Some users may prefer that the agent provide more accurate advice, even if this requires that it make recommendations more sparingly. To determine the feasibility of increasing advice accuracy by reducing coverage, we experimented with adding a threshold on the confidence of the advice. For each of the learning methods considered here, the learner's output is a real--valued number that can be used to estimate its confidence in recommending the link. Therefore, it is easy to introduce a confidence threshold in each of these cases.
Figure: Increasing accuracy by reducing coverage. The vertical axis
indicates the fraction of test pages for which the learner's top
recommendation was taken by the user. The horizontal axis indicates the
fraction of test cases covered by advice as the confidence threshold is varied
from high confidence (left) to low (right).

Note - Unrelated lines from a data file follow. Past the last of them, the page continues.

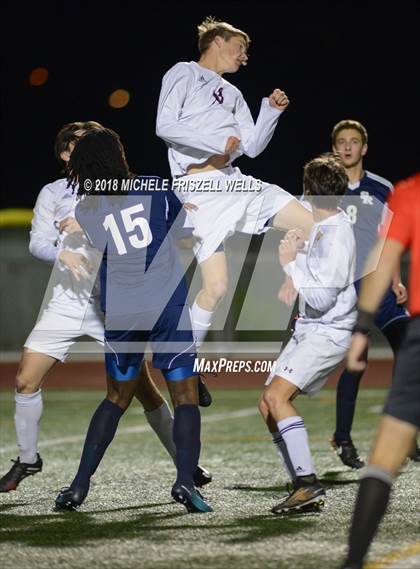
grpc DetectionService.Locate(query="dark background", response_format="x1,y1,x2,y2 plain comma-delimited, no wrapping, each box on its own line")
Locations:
1,0,420,207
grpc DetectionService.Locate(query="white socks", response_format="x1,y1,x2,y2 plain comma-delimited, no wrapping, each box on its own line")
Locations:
191,300,214,348
144,401,176,463
271,431,296,482
15,389,42,464
277,417,314,476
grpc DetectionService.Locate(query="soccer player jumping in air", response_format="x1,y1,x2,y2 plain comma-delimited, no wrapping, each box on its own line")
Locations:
156,18,313,346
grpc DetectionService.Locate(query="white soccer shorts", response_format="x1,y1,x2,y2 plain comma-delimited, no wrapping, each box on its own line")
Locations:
265,324,351,395
177,167,296,263
24,302,104,361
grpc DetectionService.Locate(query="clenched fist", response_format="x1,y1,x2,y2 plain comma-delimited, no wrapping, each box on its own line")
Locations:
268,89,289,111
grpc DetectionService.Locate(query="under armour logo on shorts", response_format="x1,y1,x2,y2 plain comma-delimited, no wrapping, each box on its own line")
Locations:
213,87,225,104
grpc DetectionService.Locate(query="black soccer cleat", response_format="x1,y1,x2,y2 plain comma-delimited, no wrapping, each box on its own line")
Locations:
171,484,213,514
271,478,325,515
0,453,42,492
194,466,213,488
198,375,213,407
331,439,365,469
54,486,89,511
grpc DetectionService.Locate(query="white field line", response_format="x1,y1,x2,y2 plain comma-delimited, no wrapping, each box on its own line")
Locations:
0,407,257,453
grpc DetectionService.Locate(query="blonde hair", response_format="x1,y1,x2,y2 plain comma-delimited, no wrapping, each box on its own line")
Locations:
331,119,368,145
197,16,251,53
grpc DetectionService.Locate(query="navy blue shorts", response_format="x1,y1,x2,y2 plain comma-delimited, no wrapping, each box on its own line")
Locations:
355,280,410,330
105,304,196,381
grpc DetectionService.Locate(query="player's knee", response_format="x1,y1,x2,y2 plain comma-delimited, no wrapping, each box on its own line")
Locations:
136,387,164,411
15,367,40,393
262,387,289,411
258,395,268,419
168,377,198,407
107,393,132,411
204,279,228,301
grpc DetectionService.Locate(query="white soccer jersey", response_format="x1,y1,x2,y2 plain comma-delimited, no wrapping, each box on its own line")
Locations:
284,211,357,337
156,61,282,177
29,178,101,319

Figure 7 shows how advice accuracy varies with coverage, as the confidence threshold is varied. For high values of the confidence threshold, the agent provides advice less often, but can usually achieve higher accuracy. In this case, accuracy is measured by the fraction of test cases for which the learner's top ranked hyperlink is the link selected by the user. Thus, the rightmost points in the plots of figure 7 correspond exactly to the leftmost plots in figure 6 (i.e., 100% coverage).

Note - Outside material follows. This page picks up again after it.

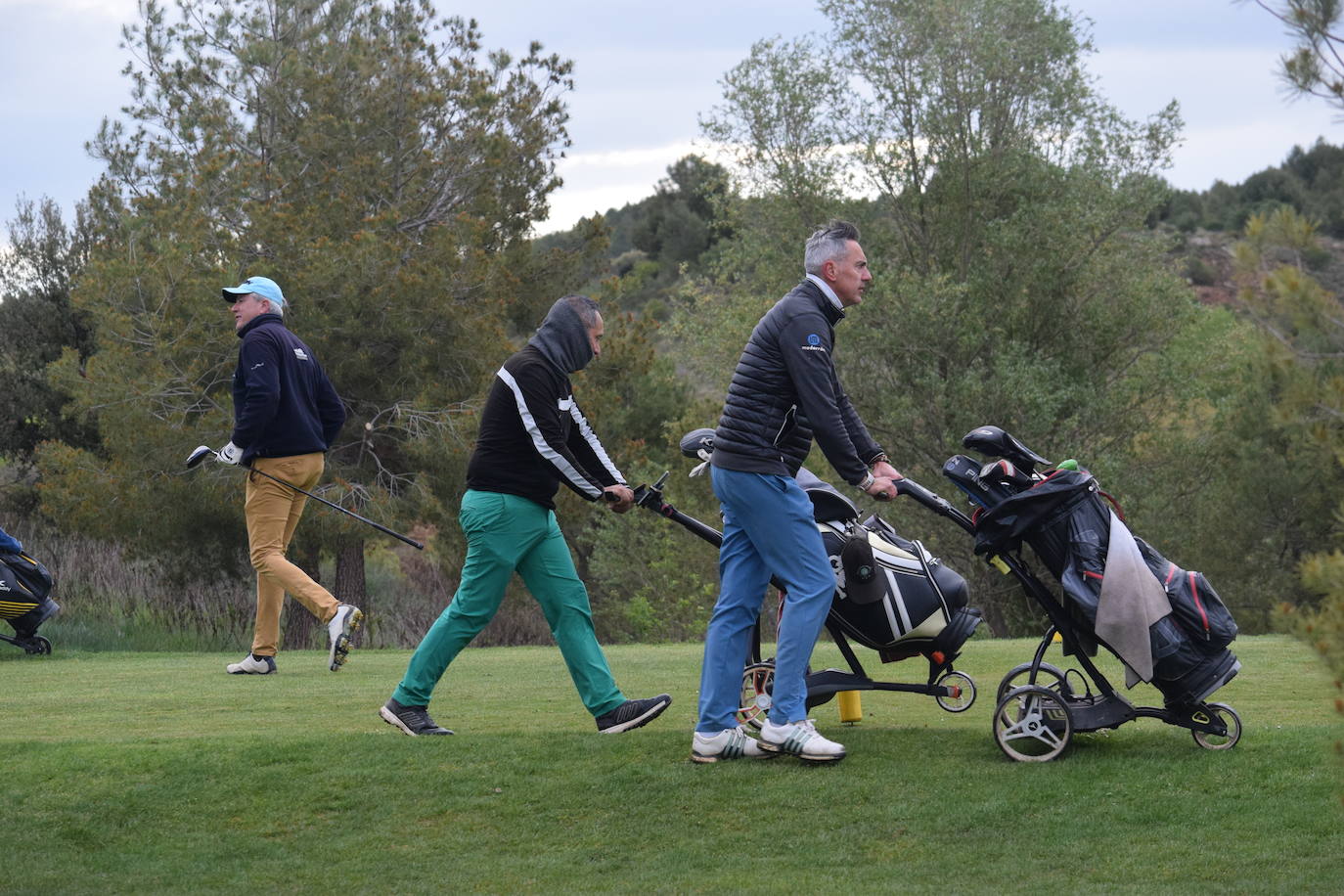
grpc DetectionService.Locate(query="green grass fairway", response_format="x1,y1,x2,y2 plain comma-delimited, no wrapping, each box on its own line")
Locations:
0,637,1344,895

Notice that the accuracy of Winnow
's top-ranked recommendation
increases from 30% to 53% as its coverage is decreased to a more selective
10% of the cases. Interestingly, while
Wordstat
's advice is relatively accurate in general,
its accuracy degrades drastically at higher thresholds. The presence of
features which occur very infrequently in the training set, resulting in poor
probability estimates, and the inter-feature independence assumption, which
the training set by no means justifies, appear to account for this phenomenon.